Re: passing multiple variables as a set

From: Jonathan Vigh <jvigh_at_nyahnyahspammersnyahnyah>
Date: Tue Jun 08 2010 - 16:12:52 MDT

Hi Rob,

A couple years ago, I had a similar problem to what you describe. I had
to read in and process about 270 variables read from 4 different data
sources with two types of time coordinates, and I had to do this for
about 600 discrete and separate cases (tropical cyclones). I ended up
using the attribute array approach to store the various time-dependent
information as attribute arrays attached to 'container' logical
variables for each data source type. This allowed me to decompose and
compartmentalize my code without having to pass hundreds of variables as
variable arguments back and forth. Then at the higher level of code, I
was able to incrementally process one storm at a time and create
separate netcdf files. Finally, I created code (actually, some of it has
to be dynamically generated because NCL lacks an "eval" statement) to
aggregate all the individual netcdf files into one final data set file.
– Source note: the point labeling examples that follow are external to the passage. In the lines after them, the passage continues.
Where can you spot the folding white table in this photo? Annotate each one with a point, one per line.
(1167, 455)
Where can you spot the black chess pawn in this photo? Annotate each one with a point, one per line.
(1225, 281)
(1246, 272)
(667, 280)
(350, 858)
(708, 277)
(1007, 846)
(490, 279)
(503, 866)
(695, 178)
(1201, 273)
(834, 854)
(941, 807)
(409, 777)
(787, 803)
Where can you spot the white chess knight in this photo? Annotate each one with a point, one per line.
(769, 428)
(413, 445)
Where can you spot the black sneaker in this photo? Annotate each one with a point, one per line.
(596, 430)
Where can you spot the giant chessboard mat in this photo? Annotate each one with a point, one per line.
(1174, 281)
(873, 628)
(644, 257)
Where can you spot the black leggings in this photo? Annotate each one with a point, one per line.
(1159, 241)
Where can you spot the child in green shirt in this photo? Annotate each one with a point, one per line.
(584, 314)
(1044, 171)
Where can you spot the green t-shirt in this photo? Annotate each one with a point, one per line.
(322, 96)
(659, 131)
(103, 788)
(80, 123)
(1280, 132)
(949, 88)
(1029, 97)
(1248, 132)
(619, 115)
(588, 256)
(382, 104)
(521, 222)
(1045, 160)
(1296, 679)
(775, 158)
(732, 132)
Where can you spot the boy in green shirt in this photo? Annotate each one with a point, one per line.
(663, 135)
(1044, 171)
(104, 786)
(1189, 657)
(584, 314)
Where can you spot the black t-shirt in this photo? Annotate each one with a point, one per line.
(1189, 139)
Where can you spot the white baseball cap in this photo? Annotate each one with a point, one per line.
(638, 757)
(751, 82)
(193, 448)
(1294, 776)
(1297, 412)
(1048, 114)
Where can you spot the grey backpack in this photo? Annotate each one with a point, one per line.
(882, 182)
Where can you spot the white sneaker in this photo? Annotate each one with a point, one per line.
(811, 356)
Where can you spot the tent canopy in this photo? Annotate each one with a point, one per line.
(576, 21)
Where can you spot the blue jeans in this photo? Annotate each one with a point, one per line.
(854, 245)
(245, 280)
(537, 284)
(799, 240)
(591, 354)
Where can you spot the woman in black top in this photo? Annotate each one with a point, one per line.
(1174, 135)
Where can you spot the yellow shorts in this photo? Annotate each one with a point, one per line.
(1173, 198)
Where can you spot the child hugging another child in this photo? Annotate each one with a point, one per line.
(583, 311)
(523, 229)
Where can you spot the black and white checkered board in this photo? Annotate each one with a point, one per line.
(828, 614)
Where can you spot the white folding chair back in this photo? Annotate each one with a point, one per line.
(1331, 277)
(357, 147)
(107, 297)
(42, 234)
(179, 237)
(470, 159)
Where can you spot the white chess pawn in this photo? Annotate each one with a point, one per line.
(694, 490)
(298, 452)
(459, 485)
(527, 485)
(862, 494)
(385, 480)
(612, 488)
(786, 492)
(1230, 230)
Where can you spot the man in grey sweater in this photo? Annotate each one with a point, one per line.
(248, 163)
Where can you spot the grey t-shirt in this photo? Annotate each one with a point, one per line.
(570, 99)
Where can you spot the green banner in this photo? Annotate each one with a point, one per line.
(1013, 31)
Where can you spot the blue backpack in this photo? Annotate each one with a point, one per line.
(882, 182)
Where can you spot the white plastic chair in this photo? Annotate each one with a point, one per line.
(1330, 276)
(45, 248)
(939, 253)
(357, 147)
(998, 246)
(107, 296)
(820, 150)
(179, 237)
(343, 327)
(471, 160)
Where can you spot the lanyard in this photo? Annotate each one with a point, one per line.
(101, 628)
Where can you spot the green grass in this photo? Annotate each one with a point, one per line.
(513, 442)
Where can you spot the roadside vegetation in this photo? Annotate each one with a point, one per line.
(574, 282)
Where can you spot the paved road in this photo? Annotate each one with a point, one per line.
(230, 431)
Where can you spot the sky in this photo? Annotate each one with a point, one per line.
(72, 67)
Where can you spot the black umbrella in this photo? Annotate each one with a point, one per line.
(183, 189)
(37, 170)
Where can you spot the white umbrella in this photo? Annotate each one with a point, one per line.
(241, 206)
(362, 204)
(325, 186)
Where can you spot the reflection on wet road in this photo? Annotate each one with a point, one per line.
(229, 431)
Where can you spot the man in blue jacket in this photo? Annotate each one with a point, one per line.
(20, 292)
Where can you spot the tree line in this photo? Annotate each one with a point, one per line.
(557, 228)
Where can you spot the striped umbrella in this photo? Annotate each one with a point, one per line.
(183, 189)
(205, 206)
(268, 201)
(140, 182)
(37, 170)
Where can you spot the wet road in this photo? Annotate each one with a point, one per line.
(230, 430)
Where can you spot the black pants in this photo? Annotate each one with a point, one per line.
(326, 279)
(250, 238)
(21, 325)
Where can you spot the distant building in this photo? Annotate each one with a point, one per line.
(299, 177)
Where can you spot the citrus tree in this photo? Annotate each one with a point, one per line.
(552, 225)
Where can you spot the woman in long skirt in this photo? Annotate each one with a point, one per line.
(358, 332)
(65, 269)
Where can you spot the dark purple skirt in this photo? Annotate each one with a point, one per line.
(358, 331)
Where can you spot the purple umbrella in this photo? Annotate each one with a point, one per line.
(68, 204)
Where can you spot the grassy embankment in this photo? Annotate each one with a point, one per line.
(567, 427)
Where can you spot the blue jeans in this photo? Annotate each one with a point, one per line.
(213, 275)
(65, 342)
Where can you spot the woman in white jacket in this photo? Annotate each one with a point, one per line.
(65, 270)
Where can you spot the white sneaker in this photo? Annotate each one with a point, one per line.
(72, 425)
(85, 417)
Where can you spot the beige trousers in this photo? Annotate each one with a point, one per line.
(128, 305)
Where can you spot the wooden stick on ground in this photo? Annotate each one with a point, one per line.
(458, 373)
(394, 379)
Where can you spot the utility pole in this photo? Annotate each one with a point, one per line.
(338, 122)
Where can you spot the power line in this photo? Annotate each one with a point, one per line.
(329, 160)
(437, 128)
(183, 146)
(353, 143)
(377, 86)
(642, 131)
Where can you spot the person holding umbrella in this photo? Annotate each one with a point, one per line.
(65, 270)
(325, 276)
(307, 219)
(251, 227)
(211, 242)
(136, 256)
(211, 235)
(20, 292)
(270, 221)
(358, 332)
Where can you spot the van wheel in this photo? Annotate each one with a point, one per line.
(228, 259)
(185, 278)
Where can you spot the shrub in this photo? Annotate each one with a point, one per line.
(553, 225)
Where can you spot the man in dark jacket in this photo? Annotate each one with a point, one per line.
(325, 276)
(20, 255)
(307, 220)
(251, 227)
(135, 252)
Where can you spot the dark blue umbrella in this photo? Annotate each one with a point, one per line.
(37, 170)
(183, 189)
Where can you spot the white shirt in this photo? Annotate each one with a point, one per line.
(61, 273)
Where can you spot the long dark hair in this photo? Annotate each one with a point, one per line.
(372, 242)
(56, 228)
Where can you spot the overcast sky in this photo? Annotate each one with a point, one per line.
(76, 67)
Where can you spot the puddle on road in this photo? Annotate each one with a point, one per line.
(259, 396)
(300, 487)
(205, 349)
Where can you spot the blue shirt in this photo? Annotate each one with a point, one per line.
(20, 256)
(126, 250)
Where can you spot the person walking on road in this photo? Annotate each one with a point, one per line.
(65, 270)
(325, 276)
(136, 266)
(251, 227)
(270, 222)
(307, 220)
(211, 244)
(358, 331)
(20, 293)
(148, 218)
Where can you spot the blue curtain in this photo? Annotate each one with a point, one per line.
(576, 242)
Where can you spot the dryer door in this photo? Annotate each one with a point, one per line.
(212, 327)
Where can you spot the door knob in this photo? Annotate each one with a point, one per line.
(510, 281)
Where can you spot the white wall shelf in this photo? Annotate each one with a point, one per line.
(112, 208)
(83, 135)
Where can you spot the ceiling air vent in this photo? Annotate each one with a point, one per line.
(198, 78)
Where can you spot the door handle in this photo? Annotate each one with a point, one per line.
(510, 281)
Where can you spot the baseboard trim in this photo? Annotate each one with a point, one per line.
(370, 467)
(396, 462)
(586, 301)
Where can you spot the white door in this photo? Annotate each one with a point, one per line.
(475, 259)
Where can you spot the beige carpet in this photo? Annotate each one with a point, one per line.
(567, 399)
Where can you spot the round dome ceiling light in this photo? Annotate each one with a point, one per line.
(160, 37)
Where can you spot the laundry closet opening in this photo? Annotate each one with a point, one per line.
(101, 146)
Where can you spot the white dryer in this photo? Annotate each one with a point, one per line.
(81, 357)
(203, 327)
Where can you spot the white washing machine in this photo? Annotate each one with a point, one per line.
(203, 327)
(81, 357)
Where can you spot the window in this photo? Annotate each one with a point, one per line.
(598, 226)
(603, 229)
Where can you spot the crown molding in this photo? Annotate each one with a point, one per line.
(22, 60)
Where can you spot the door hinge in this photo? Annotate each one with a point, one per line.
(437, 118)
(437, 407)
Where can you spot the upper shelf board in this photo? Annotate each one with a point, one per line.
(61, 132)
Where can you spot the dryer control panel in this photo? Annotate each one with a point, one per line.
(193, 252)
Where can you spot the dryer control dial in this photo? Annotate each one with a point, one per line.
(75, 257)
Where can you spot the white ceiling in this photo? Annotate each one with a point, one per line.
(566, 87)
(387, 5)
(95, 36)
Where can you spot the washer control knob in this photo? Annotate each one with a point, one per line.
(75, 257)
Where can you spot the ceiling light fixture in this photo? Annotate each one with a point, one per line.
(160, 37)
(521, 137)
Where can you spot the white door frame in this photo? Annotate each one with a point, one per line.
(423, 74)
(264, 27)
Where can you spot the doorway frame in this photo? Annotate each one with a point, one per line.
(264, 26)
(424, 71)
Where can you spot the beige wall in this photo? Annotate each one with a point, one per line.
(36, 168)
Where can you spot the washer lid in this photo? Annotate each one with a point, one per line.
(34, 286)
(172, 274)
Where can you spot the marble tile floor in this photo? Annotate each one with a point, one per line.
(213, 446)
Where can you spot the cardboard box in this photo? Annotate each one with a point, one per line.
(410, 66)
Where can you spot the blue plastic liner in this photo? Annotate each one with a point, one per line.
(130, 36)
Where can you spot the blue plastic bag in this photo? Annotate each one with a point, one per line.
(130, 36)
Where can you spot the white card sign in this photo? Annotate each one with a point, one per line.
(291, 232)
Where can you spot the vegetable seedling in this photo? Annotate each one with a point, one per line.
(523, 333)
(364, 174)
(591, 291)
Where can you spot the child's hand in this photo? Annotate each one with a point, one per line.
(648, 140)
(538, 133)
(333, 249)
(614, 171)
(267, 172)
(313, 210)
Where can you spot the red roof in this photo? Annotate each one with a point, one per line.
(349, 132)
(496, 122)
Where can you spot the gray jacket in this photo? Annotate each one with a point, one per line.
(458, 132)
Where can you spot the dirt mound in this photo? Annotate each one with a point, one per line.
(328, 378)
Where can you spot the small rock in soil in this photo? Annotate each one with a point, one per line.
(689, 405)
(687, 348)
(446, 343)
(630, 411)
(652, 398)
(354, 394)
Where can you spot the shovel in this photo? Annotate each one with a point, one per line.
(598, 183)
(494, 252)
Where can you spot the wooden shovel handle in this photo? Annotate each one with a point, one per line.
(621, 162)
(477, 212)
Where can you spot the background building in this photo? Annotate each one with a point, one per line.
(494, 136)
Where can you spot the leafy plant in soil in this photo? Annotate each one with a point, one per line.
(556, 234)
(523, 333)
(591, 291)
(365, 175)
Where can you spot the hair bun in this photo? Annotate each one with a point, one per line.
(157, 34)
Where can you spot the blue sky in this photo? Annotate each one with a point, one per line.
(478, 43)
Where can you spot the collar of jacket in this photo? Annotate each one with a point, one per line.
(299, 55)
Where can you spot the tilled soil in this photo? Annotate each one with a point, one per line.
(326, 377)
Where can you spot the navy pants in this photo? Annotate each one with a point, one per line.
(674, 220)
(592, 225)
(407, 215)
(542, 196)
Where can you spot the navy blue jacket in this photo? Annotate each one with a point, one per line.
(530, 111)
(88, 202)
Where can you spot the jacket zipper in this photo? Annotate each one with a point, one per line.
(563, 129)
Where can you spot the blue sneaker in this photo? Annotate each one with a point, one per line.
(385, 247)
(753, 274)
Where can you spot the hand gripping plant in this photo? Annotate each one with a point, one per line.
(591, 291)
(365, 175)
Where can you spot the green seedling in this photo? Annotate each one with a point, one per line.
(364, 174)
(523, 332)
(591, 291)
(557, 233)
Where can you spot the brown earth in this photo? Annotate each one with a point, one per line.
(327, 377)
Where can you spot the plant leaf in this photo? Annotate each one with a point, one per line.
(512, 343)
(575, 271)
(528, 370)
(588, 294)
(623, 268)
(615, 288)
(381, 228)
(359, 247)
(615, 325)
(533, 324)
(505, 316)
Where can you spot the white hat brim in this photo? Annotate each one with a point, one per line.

My application was very specialized, but in the process of doing this, I
did manage to come up with some tools and approaches that handle the
syntatical challengs of writing the contents of these 'containers' out
to netcdf files, where the attribute arrays are written as separate
variables. This was a challenge given that there were hundreds of them,
but I think I came up with some clever approaches. Of course, this
doesn't solve the metadata problem - that would have to be added later.
Dealing with _FillValue's is also important to handle carefully when
using attribute arrays. So this might be more hassle than it's worth for
your application, but I could share some code or ideas if you're interested.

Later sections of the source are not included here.